PCIe 5 signal integrity & trace spacing?
 
  • Like
Reactions: Tlh97 and scannall

Joe NYC

Golden Member
Jun 26, 2021
1,930
2,269
106
The initial Zen 4 seems to be very conservative, looking very similar to Zen 3; just MCMs, maybe with some advanced packaging tech (RDL, etc), but no silicon bridges. I am thinking that the Zen 4 refresh and Bergamo (Zen 4c) may start to include more stacking tech; silicon bridges or perhaps an infinity cache base die. It is still unclear whether they have some modular base die that can be used across multiple products or if they are just going to put essentially v-cache die under other chips. I thought they were talking about the HPC APU coming with Zen 4, so that seems to indicate that stacking will be used with Zen 4, but we already know that the initial releases are MCM, unless there is some stuff hiding in the package. HBM seems to be coming to Epyc, possibly with Zen 4. It doesn’t seem like it can really consume that level of bandwidth. Perhaps it is only with products containing gpu chiplets? It is unclear how they would make use of HBM otherwise; would the CPU chiplet have an HBM interface? HBM is significantly more power efficient than going out to system memory, so even if they can’t take full advantage of the bandwidth, it may still be worthwhile for power consumption.

Bergamo may end up as a conservative increment, using the same Genoa or Sienna I/O die and use 8 x 16 core CCDs.

But from the MLID Mi300 leak, it looked like the base 6nm die will be able to accept interchangeable compute modules, Zen4 CPU core module being one of them.

Timing of this - I find interesting:
- For Mi300, AMD needs a new form factor Zen4 CCD that sits on top of N6 base, mid 2023
- For Bergamo, AMD will need a new Zen4 CCD, mid 2023

There could, in theory, be 3 Zen 4 CCDs:
1. 8 core Genoa / Raphael, SerDes links to IO
2. 16 core Bergamo, SerDes links to IO
3. (likely) 16 core Bergamo to stack on top of base I/O die

Knowing AMD's commitment to efficiency and reusability, I think it is possible 2 and 3 will be the same die, which would imply that Bergamo may be part of Mi300 architecture.

(Just a speculation)

HBM seems to be coming to Epyc, possibly with Zen 4. It doesn’t seem like it can really consume that level of bandwidth. Perhaps it is only with products containing gpu chiplets? It is unclear how they would make use of HBM otherwise; would the CPU chiplet have an HBM interface? HBM is significantly more power efficient than going out to system memory, so even if they can’t take full advantage of the bandwidth, it may still be worthwhile for power consumption.

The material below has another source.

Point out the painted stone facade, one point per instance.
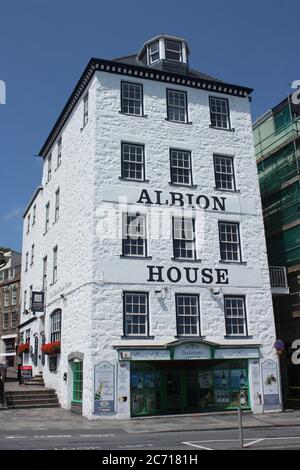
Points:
(92, 275)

I could see cost efficiency and space efficiency too, removing local, mobo based DIMMs, in addition to power efficiency.
 

Joe NYC

Golden Member
Jun 26, 2021
1,930
2,269
106
I don’t think cache chips are that unlikely. In fact, if Global Foundries ends up making HBM-type memory for AMD, I would wonder if they will include some special sauce rather than standard HBM.

It would most likely be the DRAM makers who are already making HBM memory, which is already stacked.

Putting an SRAM cache die at the bottom of the stack or some kind of processor in memory thing would be interesting. It is possible that the Zen 4 refresh of Bergamo will do away with SerDes based, on package IFOP connections and use silicon bridges instead or some combination.

If AMD were to go crazy with the concept of the base I/O+cache die, making it even bigger and instead of putting the HBM on interposer and connecting through 2.5D connection, another possibility would be to put the HBM memory directly on top of the base die.

HBM has a logic die at the bottom of the stack, and the base die could fulfill that role. And the 2.5D connection and its various overhead would be eliminated, lowering latency further and cutting power consumption further. And possibly even increasing the bandwidth further.

But I think this would push the size of the base die to uneconomical size. I think the HBM chip die sizes are ~100 mm2.